Convective heat transfer in the thermally developing region in a circular channel of the first wall and limiter/divertor plates of a fusion reactor has been analyzed numerically. The surface heat flux on a coolant channel in these plasma facing components varies circumferentially. The flow is assumed non-MHD fully-developed laminar and turbulent in a circular tube. The nonuniformity of surface heat flux greatly affect the Nusselt number and thermal entry length.
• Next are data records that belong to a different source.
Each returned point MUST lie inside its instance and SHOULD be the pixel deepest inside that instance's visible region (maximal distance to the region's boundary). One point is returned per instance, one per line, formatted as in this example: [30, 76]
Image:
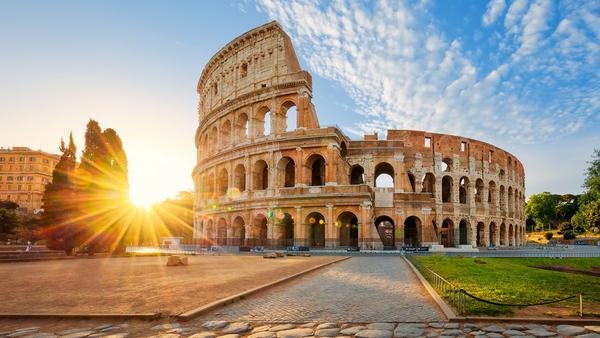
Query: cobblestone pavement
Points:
[361, 289]
[224, 329]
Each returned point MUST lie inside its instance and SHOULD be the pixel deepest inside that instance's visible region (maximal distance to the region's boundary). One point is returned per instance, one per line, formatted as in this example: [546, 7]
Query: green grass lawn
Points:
[511, 280]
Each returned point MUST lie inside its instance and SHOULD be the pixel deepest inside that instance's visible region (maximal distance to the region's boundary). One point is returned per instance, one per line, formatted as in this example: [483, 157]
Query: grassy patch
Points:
[512, 280]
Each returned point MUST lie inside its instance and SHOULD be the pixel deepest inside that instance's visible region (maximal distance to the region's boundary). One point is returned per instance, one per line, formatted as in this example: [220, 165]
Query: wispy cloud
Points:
[402, 71]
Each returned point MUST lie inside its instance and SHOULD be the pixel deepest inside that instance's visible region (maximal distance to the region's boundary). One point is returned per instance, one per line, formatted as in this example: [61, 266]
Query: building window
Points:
[427, 142]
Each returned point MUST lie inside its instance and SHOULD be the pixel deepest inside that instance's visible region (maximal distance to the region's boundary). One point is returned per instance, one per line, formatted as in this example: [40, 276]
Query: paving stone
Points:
[263, 334]
[327, 326]
[408, 330]
[331, 332]
[569, 330]
[80, 334]
[492, 328]
[282, 327]
[351, 331]
[374, 333]
[165, 326]
[261, 329]
[452, 332]
[238, 327]
[295, 333]
[381, 326]
[513, 333]
[541, 332]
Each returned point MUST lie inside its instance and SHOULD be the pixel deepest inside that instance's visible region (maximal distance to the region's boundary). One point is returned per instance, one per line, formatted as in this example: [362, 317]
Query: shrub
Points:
[569, 235]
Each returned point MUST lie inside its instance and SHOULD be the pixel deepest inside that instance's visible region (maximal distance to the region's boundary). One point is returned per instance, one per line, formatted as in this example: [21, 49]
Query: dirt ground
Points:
[136, 284]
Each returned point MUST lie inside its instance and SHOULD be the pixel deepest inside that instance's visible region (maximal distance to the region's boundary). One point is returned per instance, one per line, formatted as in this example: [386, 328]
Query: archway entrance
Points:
[412, 225]
[446, 233]
[347, 223]
[463, 229]
[316, 229]
[386, 229]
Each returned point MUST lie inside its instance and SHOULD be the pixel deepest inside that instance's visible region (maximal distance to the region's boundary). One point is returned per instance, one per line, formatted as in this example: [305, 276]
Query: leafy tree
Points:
[542, 208]
[8, 220]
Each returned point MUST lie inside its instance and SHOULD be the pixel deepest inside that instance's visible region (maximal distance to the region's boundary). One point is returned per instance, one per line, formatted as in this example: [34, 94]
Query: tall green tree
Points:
[542, 208]
[59, 218]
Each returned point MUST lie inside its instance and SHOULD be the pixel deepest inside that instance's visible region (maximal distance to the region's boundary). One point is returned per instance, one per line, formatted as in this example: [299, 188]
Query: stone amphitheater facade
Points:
[268, 174]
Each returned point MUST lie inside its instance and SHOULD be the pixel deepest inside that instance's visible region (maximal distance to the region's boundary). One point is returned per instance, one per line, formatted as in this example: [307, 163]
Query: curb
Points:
[231, 299]
[143, 316]
[446, 310]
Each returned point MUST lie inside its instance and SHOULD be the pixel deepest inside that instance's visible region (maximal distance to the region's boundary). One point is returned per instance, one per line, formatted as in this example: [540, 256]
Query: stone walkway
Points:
[359, 290]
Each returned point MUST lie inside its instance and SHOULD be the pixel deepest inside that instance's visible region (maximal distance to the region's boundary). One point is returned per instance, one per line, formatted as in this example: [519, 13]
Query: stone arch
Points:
[289, 111]
[315, 222]
[347, 223]
[479, 190]
[238, 233]
[316, 165]
[447, 189]
[480, 233]
[463, 189]
[429, 183]
[384, 175]
[447, 233]
[357, 174]
[286, 172]
[221, 236]
[226, 133]
[463, 232]
[239, 178]
[261, 175]
[412, 231]
[222, 182]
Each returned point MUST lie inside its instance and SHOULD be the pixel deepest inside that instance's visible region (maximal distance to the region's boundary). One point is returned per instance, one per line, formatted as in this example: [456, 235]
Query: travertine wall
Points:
[295, 183]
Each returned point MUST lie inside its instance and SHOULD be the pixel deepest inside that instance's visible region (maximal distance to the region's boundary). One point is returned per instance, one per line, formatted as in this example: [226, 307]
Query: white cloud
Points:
[402, 72]
[494, 9]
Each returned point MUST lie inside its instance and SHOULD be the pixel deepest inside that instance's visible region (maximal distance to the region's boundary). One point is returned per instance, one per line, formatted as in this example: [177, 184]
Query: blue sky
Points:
[524, 75]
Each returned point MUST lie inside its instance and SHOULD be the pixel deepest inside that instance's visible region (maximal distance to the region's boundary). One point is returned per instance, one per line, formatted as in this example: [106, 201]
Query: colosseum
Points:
[268, 174]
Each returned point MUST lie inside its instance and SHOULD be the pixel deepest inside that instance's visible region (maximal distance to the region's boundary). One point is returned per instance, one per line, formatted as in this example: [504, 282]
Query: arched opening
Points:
[411, 181]
[447, 189]
[479, 190]
[239, 178]
[261, 175]
[357, 175]
[446, 165]
[226, 133]
[493, 234]
[259, 231]
[384, 175]
[222, 182]
[242, 127]
[412, 231]
[316, 229]
[463, 232]
[286, 226]
[239, 232]
[387, 232]
[286, 171]
[316, 164]
[446, 233]
[291, 115]
[480, 234]
[221, 232]
[462, 190]
[429, 183]
[347, 224]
For the cosine distribution of surface heat flux, the steady-state Nusselt number can be reduced at the point of maximum heat flux by as much as 38%, 62% and 37% for fully-developed laminar Poiseuille, laminar slug and turbulent flows, respectively. Thermal entry length can be increased by up to 2.4 times for laminar flow and 3.5 times for turbulent flow due to the nonuniformity of surface heat flux. If this reduction of Nusselt number due to the nonuniformity of surface heat flux is disregarded, the film temperature drop in the coolant channels of plasma facing components of a fusion reactor will be underestimated by 37% to 62%. This will result in an underestimation of the maximum structure temperature. The increase in entry length is not likely to affect the thermal-hydraulic design of a conventional divertor plate.